The baffle entry on the north-east provides good defense. The wall reaches out to the east, overlapping the continuation of the wall to the south. The entryway runs between the parallel stretches of wall, creating a corridor which soldiers could patrol from above on both sides. In contrast, the badly ruined South Gate, the main entrance to the citadel, has a simple plan: just an open passage 3.30m wide within the wall, with a tower eventually added at one side. A paved street ran uphill from the gate.

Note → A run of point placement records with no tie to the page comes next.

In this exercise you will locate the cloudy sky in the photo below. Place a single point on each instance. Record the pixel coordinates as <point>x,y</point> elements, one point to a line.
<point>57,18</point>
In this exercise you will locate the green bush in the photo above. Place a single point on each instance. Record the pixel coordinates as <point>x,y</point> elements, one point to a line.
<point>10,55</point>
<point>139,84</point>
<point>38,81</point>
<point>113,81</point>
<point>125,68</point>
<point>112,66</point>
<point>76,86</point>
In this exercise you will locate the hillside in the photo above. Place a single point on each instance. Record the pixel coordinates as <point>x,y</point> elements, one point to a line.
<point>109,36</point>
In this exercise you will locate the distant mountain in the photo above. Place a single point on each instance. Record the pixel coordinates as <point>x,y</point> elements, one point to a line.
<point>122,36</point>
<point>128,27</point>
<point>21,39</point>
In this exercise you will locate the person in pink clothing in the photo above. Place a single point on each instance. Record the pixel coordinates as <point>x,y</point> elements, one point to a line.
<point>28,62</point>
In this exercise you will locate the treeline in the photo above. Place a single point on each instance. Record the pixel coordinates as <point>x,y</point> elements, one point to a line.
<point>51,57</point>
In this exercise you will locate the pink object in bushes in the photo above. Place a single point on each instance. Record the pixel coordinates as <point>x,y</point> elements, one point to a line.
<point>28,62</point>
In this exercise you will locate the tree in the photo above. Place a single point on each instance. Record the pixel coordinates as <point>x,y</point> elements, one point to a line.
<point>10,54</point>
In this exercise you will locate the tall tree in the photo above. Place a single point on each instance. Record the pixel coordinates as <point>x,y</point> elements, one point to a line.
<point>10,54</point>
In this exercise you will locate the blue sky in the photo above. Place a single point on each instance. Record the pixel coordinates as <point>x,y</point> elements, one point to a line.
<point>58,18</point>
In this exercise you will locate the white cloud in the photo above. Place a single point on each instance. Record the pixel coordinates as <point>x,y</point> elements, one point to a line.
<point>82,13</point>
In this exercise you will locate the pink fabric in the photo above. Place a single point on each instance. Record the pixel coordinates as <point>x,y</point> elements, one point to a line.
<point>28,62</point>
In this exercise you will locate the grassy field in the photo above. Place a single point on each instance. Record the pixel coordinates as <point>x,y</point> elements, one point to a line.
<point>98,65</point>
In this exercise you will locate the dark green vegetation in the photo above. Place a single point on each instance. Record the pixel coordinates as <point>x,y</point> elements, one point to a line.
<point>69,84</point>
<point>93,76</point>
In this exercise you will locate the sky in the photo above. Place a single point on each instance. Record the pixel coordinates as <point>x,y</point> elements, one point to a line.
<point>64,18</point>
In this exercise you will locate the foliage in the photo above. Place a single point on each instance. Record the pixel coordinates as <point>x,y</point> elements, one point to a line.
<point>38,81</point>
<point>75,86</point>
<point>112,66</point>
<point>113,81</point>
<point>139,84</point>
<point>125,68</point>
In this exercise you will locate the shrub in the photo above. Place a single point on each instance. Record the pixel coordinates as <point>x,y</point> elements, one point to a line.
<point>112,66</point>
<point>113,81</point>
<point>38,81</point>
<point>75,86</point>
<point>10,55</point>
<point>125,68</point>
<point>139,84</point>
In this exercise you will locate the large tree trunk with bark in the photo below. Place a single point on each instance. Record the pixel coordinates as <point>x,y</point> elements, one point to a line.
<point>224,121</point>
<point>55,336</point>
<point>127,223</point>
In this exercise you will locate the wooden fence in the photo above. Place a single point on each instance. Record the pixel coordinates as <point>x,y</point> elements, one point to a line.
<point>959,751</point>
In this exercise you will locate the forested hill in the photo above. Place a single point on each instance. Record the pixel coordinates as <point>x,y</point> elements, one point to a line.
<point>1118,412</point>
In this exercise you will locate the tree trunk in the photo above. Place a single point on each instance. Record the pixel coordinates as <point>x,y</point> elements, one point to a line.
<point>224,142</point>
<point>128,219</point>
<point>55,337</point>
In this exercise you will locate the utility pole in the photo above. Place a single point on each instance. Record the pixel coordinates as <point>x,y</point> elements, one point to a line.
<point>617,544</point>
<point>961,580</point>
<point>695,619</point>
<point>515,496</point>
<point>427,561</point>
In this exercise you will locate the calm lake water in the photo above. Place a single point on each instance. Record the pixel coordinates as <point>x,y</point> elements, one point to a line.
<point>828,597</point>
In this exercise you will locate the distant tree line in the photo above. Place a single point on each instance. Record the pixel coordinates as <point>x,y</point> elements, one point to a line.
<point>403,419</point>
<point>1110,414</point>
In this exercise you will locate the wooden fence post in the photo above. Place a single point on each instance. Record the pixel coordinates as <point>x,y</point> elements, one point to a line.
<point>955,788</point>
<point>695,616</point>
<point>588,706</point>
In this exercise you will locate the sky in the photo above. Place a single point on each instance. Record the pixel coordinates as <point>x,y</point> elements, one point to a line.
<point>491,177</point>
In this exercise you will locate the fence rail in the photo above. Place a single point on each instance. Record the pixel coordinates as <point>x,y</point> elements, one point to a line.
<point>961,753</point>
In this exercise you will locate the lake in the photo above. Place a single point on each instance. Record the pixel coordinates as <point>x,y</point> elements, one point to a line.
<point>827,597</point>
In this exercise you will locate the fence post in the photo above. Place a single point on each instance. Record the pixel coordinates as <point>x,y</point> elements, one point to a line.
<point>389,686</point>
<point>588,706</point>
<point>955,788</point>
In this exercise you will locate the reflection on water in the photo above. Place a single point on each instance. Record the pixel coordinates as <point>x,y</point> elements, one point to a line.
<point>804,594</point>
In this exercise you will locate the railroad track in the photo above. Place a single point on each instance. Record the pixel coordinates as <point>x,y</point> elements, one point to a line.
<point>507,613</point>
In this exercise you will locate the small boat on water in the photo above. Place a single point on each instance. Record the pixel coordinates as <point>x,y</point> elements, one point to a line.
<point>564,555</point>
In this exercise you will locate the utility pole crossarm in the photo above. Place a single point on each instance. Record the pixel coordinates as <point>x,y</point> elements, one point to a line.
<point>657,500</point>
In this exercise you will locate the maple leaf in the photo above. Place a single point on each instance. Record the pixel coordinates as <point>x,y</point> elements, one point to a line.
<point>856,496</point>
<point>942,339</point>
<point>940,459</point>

The center of Troy VI was destroyed by later Classical builders and by early excavations. Had there been a palace, it must have stood there, on that commanding spot. Some houses or buildings have survived on the fringes; a striking example is the so-called Pillar House. As in Troy II, these buildings are generally freestanding, brick walls (now gone) on stone foundations. Wooden beams were occasionally used as reinforcements. Different and very interesting is the slight trapezoidal shape of many of these houses. Apparently oriented toward a central point in the citadel, the side walls of the houses are not parallel but converge slightly toward the center of the mound. The other two sides of a house, perpendicular to the converging sides, are parallel. The purpose of such planning is unclear. Perhaps, as Dorpfeld suggested, builders intended to maintain the even width of paths leading into the citadel. But the surviving ground plan of Troy VI, not particularly regular, does not substantiate Dorpfeld’s thesis.